Полная версия
Очередь на счастье
Андрей протянул руку, чтобы взять ключ и положить его в маленький пакетик с zip-локом. И в этот момент Михаил не выдержал. Он вырвался из-за руки Светланы и шагнул в комнату.
– Позвольте, – сказал он, и его голос, обычно хриплый, прозвучал неожиданно твёрдо. – Этот ключ… он явно не от этой комнаты. И не от квартиры. Вы посмотрите на него. Это ключ от камеры хранения. Или от какого-то служебного помещения. Разве он является частью наследия в прямом смысле? Может, это просто старая вещь, забытая тут.
Мария Ивановна смерила его холодным взглядом.
– Всё, что находится в комнате на момент смерти, включается в опись. Всё. Даже если это гвоздь в стене. Это процедура.
– Но он может ничего не стоить! – настаивал Михаил, и в его глазах загорелся странный огонь. – Он может быть просто памятной вещицей. Зачем его куда-то упаковывать? Может, он кому-то из нас, соседей, нужен? Для памяти. Мы же жили рядом столько лет.
Сергей Петрович, до этого молча наблюдавший, вмешался.
– Гражданин, не мешайте работе комиссии. Всё будет оформлено по закону. Если ключ представляет ценность, он будет оценен. Если нет – будет утилизирован или передан по принадлежности. Ваше мнение не требуется.
Но семя было брошено. Соседи переглянулись. Ключ. Номер тринадцать. Странный, не от их мира. Зачем он бабе Кате? Что он открывал? Мысли, которые бродили в их головах последние два дня, обрели материальный объект, фокус.

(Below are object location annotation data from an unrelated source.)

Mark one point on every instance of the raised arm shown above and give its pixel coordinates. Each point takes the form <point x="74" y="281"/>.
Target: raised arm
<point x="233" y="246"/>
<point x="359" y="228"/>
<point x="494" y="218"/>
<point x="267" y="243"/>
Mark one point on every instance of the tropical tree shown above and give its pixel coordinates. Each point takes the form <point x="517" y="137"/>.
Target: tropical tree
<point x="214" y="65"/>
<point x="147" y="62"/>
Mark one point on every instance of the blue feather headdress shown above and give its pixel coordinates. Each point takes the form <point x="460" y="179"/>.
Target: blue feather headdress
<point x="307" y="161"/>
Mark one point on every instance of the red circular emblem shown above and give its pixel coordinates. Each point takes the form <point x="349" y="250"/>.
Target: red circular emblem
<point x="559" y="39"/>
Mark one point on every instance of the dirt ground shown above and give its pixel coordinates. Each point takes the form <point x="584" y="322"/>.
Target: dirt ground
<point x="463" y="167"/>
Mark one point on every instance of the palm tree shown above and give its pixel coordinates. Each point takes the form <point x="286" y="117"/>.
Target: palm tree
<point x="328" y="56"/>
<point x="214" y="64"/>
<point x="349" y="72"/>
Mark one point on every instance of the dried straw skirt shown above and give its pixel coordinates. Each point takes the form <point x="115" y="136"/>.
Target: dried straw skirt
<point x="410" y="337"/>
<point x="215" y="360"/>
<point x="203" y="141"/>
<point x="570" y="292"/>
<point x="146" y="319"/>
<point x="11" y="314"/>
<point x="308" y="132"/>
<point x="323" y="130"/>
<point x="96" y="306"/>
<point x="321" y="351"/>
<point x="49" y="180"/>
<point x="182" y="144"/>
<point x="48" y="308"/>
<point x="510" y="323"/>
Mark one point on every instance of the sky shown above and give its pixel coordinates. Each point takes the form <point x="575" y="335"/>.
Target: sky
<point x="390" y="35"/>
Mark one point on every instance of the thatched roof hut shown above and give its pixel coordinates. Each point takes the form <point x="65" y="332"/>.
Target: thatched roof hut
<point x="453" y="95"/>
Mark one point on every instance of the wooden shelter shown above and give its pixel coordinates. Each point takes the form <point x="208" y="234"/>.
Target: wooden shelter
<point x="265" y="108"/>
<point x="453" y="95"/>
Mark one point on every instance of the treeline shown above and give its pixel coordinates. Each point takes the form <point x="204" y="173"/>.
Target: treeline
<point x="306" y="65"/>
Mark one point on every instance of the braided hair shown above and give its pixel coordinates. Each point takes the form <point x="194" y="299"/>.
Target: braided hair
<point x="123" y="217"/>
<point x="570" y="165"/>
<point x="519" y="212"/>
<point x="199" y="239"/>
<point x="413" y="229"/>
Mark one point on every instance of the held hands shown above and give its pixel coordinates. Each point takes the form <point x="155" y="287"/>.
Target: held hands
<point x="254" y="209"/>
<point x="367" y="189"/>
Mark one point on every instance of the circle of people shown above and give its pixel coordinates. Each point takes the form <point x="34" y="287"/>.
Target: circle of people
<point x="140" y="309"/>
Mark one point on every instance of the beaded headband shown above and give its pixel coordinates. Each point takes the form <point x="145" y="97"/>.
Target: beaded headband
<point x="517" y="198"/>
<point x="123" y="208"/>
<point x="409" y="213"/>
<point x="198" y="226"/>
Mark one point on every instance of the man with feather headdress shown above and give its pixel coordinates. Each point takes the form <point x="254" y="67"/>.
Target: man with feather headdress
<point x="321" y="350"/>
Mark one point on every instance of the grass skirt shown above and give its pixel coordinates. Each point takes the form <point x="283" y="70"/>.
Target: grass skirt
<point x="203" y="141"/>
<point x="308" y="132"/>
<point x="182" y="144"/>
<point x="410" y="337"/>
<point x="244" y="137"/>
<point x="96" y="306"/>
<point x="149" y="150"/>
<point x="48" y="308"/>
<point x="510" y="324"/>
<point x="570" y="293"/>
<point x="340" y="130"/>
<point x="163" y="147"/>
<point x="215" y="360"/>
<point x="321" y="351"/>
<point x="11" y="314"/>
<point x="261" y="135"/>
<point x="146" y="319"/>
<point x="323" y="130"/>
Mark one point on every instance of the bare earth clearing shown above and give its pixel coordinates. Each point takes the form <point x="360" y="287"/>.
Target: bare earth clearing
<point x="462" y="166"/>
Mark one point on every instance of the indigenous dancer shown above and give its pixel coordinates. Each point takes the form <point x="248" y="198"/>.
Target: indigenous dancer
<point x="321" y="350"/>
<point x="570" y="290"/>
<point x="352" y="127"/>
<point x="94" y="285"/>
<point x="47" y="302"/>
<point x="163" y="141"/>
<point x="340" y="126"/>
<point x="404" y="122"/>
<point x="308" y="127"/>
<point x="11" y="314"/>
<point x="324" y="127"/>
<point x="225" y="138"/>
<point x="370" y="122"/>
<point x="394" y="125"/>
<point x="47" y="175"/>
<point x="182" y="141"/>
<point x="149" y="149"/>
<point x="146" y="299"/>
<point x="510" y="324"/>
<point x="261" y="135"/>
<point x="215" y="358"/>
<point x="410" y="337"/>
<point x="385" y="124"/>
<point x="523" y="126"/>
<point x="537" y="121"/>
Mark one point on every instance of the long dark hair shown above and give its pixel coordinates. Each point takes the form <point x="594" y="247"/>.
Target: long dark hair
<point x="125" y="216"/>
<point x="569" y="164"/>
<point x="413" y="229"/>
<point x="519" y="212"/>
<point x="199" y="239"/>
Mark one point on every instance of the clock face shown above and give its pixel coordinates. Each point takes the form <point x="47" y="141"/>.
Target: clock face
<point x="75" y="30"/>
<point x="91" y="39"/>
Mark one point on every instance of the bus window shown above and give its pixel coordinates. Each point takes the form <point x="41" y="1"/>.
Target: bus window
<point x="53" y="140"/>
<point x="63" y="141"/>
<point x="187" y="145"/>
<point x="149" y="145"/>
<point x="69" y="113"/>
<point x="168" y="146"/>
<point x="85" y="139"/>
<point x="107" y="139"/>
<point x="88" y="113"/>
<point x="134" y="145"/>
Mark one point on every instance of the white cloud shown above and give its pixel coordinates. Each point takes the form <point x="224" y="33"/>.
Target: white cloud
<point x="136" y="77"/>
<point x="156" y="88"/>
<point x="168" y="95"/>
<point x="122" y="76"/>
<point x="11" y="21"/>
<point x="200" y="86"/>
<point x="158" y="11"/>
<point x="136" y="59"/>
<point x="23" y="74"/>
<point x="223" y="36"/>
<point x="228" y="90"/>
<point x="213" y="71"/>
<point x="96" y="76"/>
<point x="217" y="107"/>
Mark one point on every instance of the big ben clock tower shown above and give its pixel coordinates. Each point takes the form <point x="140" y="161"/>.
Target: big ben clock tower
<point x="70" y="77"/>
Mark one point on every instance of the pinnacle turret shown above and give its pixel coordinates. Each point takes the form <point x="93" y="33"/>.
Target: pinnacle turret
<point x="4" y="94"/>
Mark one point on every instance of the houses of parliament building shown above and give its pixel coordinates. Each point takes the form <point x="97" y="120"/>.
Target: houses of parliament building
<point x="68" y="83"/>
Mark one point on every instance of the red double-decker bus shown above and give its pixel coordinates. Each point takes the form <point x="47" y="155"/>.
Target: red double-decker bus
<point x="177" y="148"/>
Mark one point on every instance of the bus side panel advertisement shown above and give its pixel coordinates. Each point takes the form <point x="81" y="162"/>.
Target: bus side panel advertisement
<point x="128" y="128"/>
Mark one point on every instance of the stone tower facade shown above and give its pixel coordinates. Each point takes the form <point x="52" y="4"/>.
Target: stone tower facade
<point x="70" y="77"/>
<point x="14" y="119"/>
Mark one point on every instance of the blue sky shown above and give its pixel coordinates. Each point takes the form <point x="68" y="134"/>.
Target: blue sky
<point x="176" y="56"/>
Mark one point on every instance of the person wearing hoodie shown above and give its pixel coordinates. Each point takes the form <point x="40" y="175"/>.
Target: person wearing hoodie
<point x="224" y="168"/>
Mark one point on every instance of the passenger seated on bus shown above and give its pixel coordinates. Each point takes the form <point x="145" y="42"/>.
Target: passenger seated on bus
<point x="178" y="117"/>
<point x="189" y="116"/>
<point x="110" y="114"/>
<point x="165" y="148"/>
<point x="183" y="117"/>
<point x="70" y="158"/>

Мария Ивановна, щёлкнув авторучкой, продолжила. Но теперь атмосфера в комнате изменилась кардинально. Официальная процедура стала полем битвы, пусть и тихой, за память, за тайну, за возможный ключ к лучшей жизни. Каждый предмет, который она теперь доставала и описывала, воспринимался соседями не как вещь, а как потенциальная улика, подсказка.
Были найдены старые трудовые книжки, свидетельства о браке и рождении сына, сберкнижка с мизерным остатком. Всё это аккуратно заносилось в опись. Но глаза всех присутствующих то и дело возвращались к той коробке, куда сложили фотографии и письма, и к маленькому пакетику с ключом.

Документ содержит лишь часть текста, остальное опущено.